Black and white drawing of actress Catherine Deneuve in film Repulsion

Carole (Repulsion)

FEAR: BEING PREYED UPON

Picture the scene: A young woman, painfully, excruciatingly shy to the point of remaining nearly mute for most of the film, lives with her sister as a manicurist in fashionable 1960s London. She’s undoubtedly very pretty, played by the beautiful French actress Catherine Deneuve, and never fails to attract male attention, whether that’s in the form of a handsome English boy close to her age, or lecherous, much older, landlord.

Herein lies the leading lady’s motivation for why she is the way she is throughout the film: she has a debilitating aversion, or repulsion if you will, to men. There is an implication, to be discussed, at some point in Roman Polanski’s second feature-length film that Carole has good reason to be traumatized, a theme that is nightmarishly explored through dark shadows, disorienting angles and hands where they definitely should not be.

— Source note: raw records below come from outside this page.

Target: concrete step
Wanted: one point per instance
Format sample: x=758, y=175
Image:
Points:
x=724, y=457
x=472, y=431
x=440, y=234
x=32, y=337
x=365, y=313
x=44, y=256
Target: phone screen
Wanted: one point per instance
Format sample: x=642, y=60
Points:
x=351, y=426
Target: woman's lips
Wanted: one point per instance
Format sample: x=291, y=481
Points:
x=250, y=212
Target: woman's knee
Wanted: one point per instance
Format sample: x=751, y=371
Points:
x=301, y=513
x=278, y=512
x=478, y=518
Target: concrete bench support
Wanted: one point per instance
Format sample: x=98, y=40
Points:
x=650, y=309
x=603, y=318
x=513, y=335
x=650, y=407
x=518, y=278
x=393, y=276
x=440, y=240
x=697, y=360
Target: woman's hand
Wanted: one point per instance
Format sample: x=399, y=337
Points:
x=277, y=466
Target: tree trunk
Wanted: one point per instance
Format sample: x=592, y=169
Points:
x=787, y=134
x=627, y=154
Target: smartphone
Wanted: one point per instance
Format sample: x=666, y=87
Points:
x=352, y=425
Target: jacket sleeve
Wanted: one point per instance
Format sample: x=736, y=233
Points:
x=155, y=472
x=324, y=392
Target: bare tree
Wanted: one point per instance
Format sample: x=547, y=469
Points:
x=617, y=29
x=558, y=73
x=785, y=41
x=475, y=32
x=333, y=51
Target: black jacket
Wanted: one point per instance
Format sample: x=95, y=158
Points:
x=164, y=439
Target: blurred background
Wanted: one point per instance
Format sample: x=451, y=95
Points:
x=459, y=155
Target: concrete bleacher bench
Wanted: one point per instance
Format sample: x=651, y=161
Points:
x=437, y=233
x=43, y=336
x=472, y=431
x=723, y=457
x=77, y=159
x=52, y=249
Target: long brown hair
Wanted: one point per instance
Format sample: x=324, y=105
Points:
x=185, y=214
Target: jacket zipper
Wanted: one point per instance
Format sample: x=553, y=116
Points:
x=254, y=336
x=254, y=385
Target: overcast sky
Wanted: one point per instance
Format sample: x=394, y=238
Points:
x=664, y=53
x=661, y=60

Watching this film for the first time, I must admit, I wasn’t terribly impressed, but it definitely grew on me. It felt at times like an amateur filmmaker’s “experimental” phase movie, and the long silences read less to me as thoughtful and more as though Polanski couldn’t think of any good dialogue. In fairness, Carole spends a great deal of her time in the film completely alone in her apartment, which excuses the silence to some extent, but even in this case, I felt there could have been something there, be that more ambient music, internal monologue, or even Carole talking to herself out loud, because, let’s be honest, we all do it, and it might have gone well with the theme of losing your grip on sanity.

All that being said, the last five minutes of the film won me over completely and left me nearly frozen in sudden realization of why Catherine Deneuve’s character had acted so strangely throughout the film: After Carole is found in a state of stupor by her returning sister, she is carried out of the living room, where a picture lies on the floor. As the camera zooms in, it becomes evident as a family photo, where a woman and a man smile at the camera, and a young Carole stands in the background, staring daggers into the man’s back. The last shot of the film is a disturbing but effective close up shot of her young eyes, aglow with intense hatred and fear.

This movie is, of course, not the only one to deal with the tragic and heavy theme of sexual assault and resulting trauma, but in my opinion, it is one of the best at it.